Abstract

The change of land use in urban and suburban areas is an on-going process. The aim of this paper is to study and statistically model landscape patterns changes in the Bratislava region (Slovakia) between 2002 and 2011. In the study, we perform the classic landscape-ecological method of land use mapping, and several spatial analytical tools provided by the GIS environment with statistical modeling using obtained spatial data. In order to explicitly study the determinants of landscape patterns changes between 2002 and 2011, firstly an exploratory principal component analysis (PCA) is performed with variables obtained from GIS modeling. Secondly, the results from PCA are used in the logistic regression model. The landscape patterns changes were defined as transition areas in which the change of function has been performed in the study time period. The proposed regression model estimates the threshold probability of the landscape patterns’ changes of transition areas under the effect of the adjacent areas.

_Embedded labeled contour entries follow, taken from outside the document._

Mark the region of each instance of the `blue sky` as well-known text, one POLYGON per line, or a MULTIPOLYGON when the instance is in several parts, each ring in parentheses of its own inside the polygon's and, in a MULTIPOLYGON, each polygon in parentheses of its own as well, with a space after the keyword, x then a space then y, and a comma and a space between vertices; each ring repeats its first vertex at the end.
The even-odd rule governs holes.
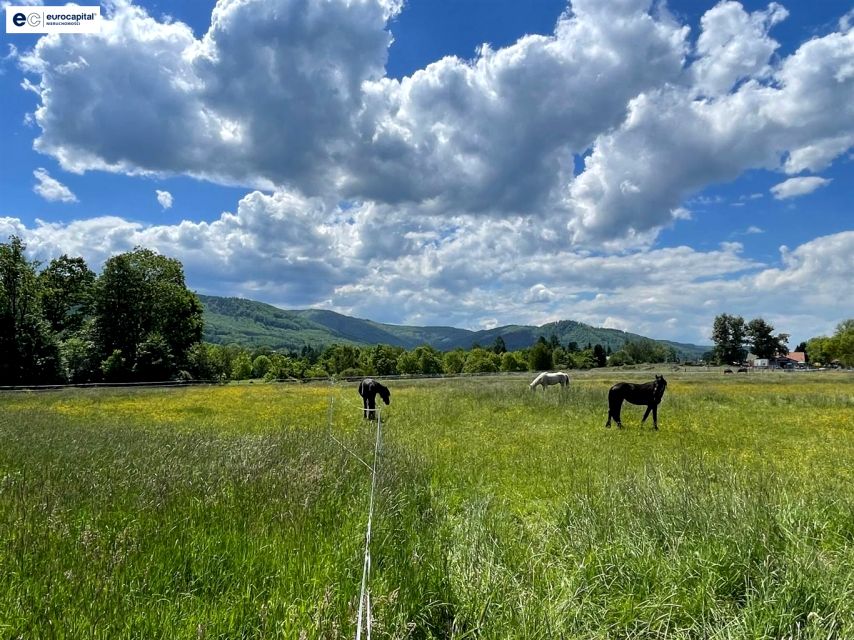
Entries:
POLYGON ((200 293, 790 345, 854 316, 854 4, 102 4, 3 34, 0 240, 200 293))

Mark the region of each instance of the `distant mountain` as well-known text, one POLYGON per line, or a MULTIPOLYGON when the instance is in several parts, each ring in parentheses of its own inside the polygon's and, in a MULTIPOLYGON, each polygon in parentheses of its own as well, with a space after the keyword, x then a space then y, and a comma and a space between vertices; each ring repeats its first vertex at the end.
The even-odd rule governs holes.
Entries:
MULTIPOLYGON (((561 344, 577 342, 601 344, 613 351, 628 341, 648 340, 618 329, 592 327, 574 320, 550 322, 540 327, 507 325, 483 331, 455 327, 413 327, 362 320, 322 309, 285 310, 263 302, 242 298, 203 296, 205 307, 205 340, 218 344, 236 343, 247 347, 299 351, 306 345, 389 344, 412 349, 429 344, 440 351, 470 349, 479 344, 491 346, 500 336, 511 351, 531 346, 540 336, 547 340, 556 335, 561 344)), ((656 340, 676 349, 684 359, 697 359, 711 347, 667 340, 656 340)))

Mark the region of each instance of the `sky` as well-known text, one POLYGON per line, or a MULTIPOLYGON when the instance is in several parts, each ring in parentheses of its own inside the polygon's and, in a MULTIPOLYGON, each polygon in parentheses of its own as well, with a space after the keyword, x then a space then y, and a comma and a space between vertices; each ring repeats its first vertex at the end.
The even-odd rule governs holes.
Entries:
POLYGON ((395 324, 709 344, 729 313, 794 348, 854 317, 852 2, 101 14, 0 41, 0 242, 33 259, 147 247, 202 294, 395 324))

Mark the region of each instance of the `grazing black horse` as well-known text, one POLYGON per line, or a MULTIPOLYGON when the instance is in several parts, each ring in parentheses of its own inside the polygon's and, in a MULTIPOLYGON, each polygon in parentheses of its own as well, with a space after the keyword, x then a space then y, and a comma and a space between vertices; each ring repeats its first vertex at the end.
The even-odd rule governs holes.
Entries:
POLYGON ((652 411, 652 424, 658 429, 658 404, 666 388, 667 380, 664 376, 655 376, 655 380, 644 384, 618 382, 608 391, 608 422, 605 426, 610 427, 611 418, 613 418, 617 421, 617 427, 623 428, 623 423, 620 422, 620 409, 623 406, 623 400, 626 400, 632 404, 645 404, 646 413, 643 414, 641 422, 646 422, 649 412, 652 411))
POLYGON ((359 383, 359 395, 362 396, 362 404, 365 407, 365 418, 373 420, 376 416, 377 394, 386 404, 391 399, 391 391, 388 387, 380 384, 373 378, 365 378, 359 383))

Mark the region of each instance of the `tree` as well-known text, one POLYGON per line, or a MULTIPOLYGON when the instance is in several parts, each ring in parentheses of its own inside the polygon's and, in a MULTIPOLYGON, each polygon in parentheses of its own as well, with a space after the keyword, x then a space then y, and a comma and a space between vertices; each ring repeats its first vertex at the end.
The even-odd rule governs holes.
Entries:
POLYGON ((820 336, 807 342, 810 360, 828 364, 838 360, 846 367, 854 366, 854 319, 843 320, 836 325, 836 332, 830 337, 820 336))
POLYGON ((231 364, 232 380, 248 380, 252 377, 252 360, 248 353, 241 353, 231 364))
POLYGON ((56 382, 59 348, 44 320, 35 262, 17 236, 0 243, 0 384, 56 382))
POLYGON ((378 344, 362 350, 362 368, 374 376, 392 376, 397 373, 397 359, 403 353, 401 347, 378 344))
POLYGON ((593 347, 593 359, 596 361, 597 367, 604 367, 608 364, 608 356, 605 353, 605 347, 597 344, 593 347))
POLYGON ((38 275, 42 310, 50 327, 61 335, 79 331, 92 313, 95 274, 83 258, 62 255, 38 275))
POLYGON ((183 368, 190 348, 202 337, 202 305, 184 284, 181 263, 149 249, 107 260, 95 283, 94 303, 102 357, 120 351, 124 366, 137 379, 155 371, 158 378, 168 377, 183 368), (152 369, 155 360, 163 367, 152 369))
POLYGON ((269 373, 272 367, 273 361, 270 360, 269 356, 261 354, 252 361, 252 377, 263 378, 269 373))
POLYGON ((520 358, 517 353, 505 351, 501 354, 499 368, 501 371, 527 371, 528 363, 525 362, 524 358, 520 358))
POLYGON ((472 349, 466 363, 463 366, 463 373, 492 373, 498 371, 501 364, 501 356, 486 349, 472 349))
POLYGON ((546 371, 551 369, 554 363, 552 362, 552 351, 549 349, 546 341, 540 338, 528 354, 528 367, 531 371, 546 371))
POLYGON ((744 350, 744 318, 727 313, 717 316, 712 327, 712 342, 715 343, 715 359, 719 364, 743 361, 747 355, 744 350))
POLYGON ((789 353, 787 342, 788 334, 779 333, 774 335, 774 327, 763 320, 755 318, 747 323, 745 336, 750 350, 757 358, 774 358, 789 353))
POLYGON ((448 353, 442 356, 442 368, 445 373, 462 373, 465 364, 466 354, 462 349, 448 351, 448 353))

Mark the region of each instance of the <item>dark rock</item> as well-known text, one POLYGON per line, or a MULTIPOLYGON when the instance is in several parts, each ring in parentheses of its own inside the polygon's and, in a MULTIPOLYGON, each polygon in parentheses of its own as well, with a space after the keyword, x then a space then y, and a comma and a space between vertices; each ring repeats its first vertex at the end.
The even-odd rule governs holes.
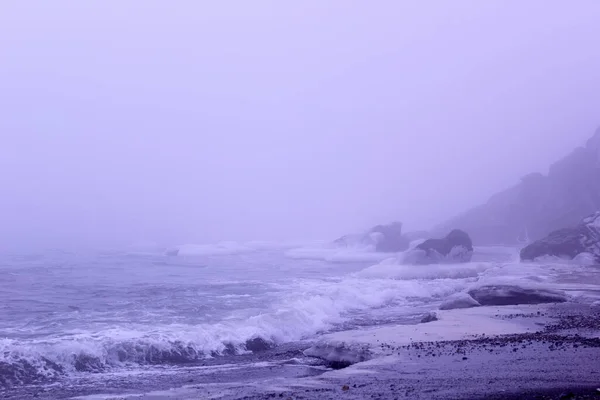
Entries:
POLYGON ((425 316, 423 316, 423 318, 421 318, 421 323, 425 324, 427 322, 433 322, 433 321, 437 321, 438 317, 436 315, 436 313, 434 312, 430 312, 428 314, 426 314, 425 316))
POLYGON ((440 310, 456 310, 458 308, 473 308, 479 307, 481 304, 466 293, 459 293, 440 305, 440 310))
POLYGON ((550 233, 521 250, 521 260, 531 261, 540 256, 573 259, 581 253, 591 254, 600 263, 600 212, 596 212, 573 228, 550 233))
POLYGON ((516 285, 488 285, 469 291, 469 295, 482 306, 508 306, 517 304, 564 303, 564 293, 546 289, 529 289, 516 285))
POLYGON ((405 262, 413 264, 436 264, 469 262, 473 256, 473 243, 469 235, 454 229, 443 239, 427 239, 419 244, 405 262))
POLYGON ((434 228, 461 226, 478 245, 523 245, 600 210, 600 128, 585 146, 434 228))
POLYGON ((270 343, 260 337, 256 337, 256 338, 249 339, 246 341, 246 350, 249 350, 253 353, 269 350, 272 347, 273 347, 272 343, 270 343))

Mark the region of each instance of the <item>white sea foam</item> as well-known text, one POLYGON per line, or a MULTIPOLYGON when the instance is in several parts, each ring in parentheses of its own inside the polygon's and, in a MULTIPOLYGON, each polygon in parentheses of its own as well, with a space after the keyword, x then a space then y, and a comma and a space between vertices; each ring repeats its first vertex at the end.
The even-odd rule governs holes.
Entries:
POLYGON ((253 253, 268 250, 283 250, 300 246, 296 242, 219 242, 210 244, 182 244, 166 250, 169 255, 178 256, 220 256, 253 253))

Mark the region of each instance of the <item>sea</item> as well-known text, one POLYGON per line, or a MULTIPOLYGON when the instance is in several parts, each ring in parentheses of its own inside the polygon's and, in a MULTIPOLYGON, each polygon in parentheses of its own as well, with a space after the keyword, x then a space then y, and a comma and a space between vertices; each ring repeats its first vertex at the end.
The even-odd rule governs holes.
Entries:
POLYGON ((416 324, 485 282, 589 297, 585 283, 598 276, 590 268, 524 265, 517 248, 500 246, 428 266, 328 243, 3 253, 0 398, 125 398, 318 375, 329 367, 301 350, 325 333, 416 324))

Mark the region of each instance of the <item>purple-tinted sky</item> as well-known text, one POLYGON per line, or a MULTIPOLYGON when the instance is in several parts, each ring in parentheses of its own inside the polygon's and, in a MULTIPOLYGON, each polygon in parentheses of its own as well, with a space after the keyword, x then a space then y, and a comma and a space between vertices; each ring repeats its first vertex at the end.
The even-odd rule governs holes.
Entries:
POLYGON ((428 227, 600 125, 600 2, 0 3, 0 241, 428 227))

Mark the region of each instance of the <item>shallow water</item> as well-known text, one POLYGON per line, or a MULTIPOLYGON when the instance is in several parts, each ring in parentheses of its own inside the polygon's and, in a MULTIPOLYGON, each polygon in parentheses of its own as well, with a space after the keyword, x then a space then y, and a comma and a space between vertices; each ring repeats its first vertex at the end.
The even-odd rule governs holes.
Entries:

In order to accurately capture land use changes, high resolution aerial photographs of the Bratislava area including the city and surrounding villages from 2002 to 2011 were analyzed. The spatial buffers mapping of the transition areas in the GIS environment was based on data from ortophotos in the precise scale of 1:2000. Key methodology findings are regularities about the process of urban dynamics, focused on the change of urban boundaries in the urban system contact area. Various behavior rules have been defined such as embedded distance, spatial pattern and transition probabilities, which are essential in the proposed logistic regression model. In order to pragmatically incorporate the regression model as a software model tool, it needs to generate effective urban simulations consistent with GIS data inputs, outputs and related functionality. This enables utilizing the software model, which might be incorporated as a plugin in the GIS environment. Both GIS and statistical regression modeling might be used as predictive tools in an urban policy decision making, with a better understanding of discrete non-linear urban dynamics and to ensure the sustainable use of land and the protection of biodiversity in urban ecosystems.